On 22 June 1631 the government of Charles I issued Letters Patent proclaiming Captain Sir Charles Vavasor of Skellingthorpe, Lines., a baronet. The grant of honors to Sir Charles Vavasor was among the most distinctive made in England during the seventeenth century. By its special terms, Sir Charles became the first baronet (of approximately 285) to receive rights of precedence—in spite of parliamentary statutes opposing such rights. A clause of precedency declared the title retroactive to 29 June 1611, and that, in turn, made Sir Charles's father, Sir Thomas Vavasor, who had died in 1620, a baronet post mortem. The baronetcy of Sir Charles Vavasor is also unusual as one of the few which did not depend upon the patronage of the Duke of Buckingham, as the only one created during the whole of 1631, and as the last one created before the eve of Civil War.
The competition for honors among the gentry is an important element in the social history of early seventeenth century England, and a factor in the complex origins of the Civil War. The full dimensions of that competition can be illuminated by studying the motives of individual families, and the processes by which they achieved their titles. The Skellingthorpe Vavasor make an especially interesting study because of the unusual distinctions which attend their title.
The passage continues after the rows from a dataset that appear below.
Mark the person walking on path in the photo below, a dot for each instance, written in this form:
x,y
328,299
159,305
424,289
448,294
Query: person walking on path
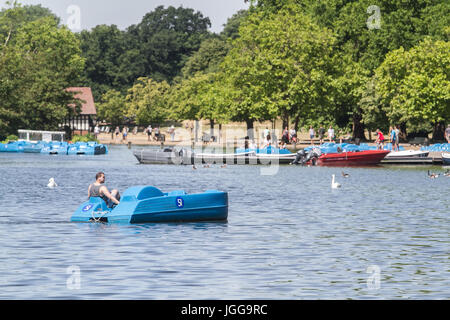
x,y
312,134
331,134
397,138
116,132
149,133
124,133
393,138
447,134
293,135
96,131
172,133
321,133
379,140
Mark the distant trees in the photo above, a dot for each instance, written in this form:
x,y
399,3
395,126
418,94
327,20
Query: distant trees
x,y
157,47
38,61
305,62
414,85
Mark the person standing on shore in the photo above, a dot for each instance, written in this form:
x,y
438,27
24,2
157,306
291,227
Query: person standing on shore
x,y
124,133
96,131
447,134
321,133
380,140
393,138
331,134
116,132
397,137
149,133
172,133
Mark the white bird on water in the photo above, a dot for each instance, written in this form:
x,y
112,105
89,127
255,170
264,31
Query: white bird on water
x,y
334,184
51,183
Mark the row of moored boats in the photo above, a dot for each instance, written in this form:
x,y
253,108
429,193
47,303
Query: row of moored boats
x,y
54,147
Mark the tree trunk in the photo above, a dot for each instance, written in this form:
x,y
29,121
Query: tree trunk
x,y
250,132
285,122
358,126
296,122
403,132
439,131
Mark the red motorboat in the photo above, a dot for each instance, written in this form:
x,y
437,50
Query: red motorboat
x,y
357,158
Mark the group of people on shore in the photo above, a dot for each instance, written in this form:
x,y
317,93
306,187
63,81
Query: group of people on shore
x,y
157,133
394,138
321,134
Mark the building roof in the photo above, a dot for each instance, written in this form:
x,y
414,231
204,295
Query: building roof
x,y
87,99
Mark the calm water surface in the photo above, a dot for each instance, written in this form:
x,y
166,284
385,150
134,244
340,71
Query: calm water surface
x,y
288,236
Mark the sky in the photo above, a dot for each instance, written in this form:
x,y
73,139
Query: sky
x,y
86,14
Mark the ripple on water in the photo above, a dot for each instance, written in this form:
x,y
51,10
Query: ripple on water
x,y
288,236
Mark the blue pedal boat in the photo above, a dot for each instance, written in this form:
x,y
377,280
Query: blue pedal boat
x,y
87,148
147,204
55,147
12,146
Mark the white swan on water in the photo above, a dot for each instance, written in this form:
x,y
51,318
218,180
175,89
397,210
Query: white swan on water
x,y
334,184
51,183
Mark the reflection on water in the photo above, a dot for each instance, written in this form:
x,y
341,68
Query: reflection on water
x,y
288,236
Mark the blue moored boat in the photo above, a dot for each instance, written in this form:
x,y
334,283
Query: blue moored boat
x,y
143,204
87,148
12,146
55,147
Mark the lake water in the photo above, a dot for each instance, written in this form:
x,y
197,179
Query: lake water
x,y
383,235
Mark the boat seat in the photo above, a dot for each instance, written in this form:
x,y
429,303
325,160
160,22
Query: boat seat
x,y
98,200
176,193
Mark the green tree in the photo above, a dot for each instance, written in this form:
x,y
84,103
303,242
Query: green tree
x,y
37,63
167,37
208,58
147,101
414,85
202,96
281,65
112,108
231,28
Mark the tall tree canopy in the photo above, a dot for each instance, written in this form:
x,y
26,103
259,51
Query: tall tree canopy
x,y
414,85
38,61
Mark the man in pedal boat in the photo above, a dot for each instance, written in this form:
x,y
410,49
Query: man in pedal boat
x,y
98,189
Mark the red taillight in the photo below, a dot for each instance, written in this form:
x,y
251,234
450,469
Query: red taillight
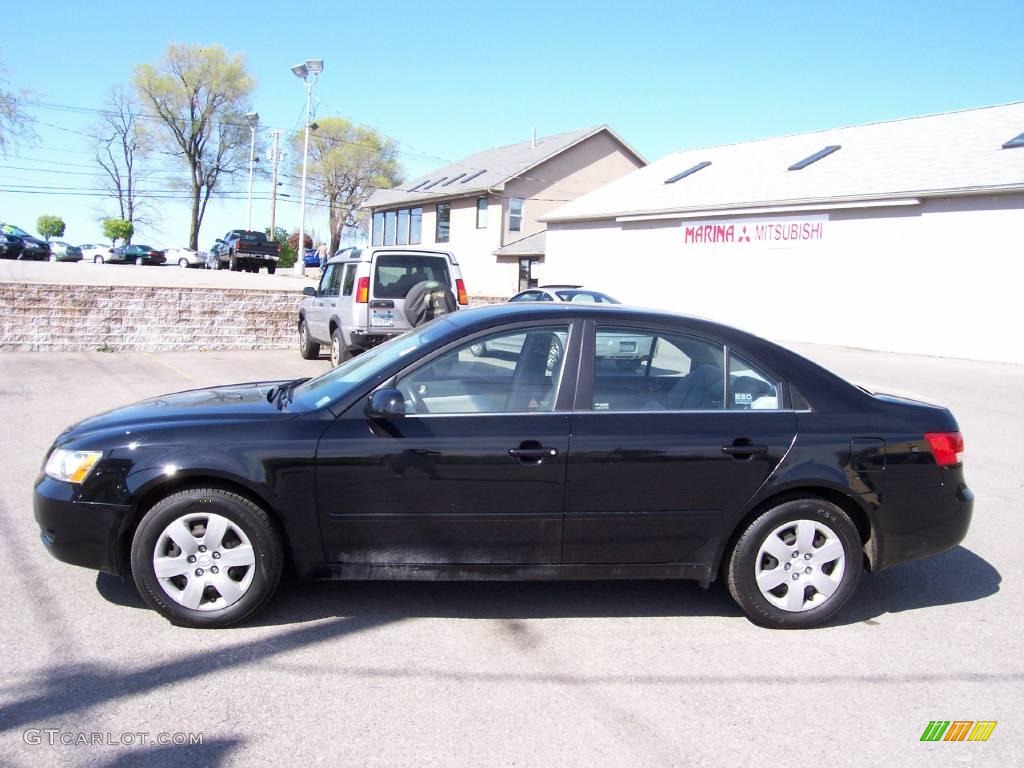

Heretofore, however, paucity of evidence made it nearly impossible to reconstruct the quest for honors of the Skellingthorpe Vavasor. The evidence did show that before he died in 1620, Sir Thomas Vavasor sought the title of baronet without success, and that eleven years later, Sir Thomas's son, Charles, finally received a baronetcy with precedency. The intervening years, 1620-1631, had to be filled with conjectures about Charles Vavasor's motives, timing, and patronage, and also with some conjectures about why the government granted him honors of dubious legality.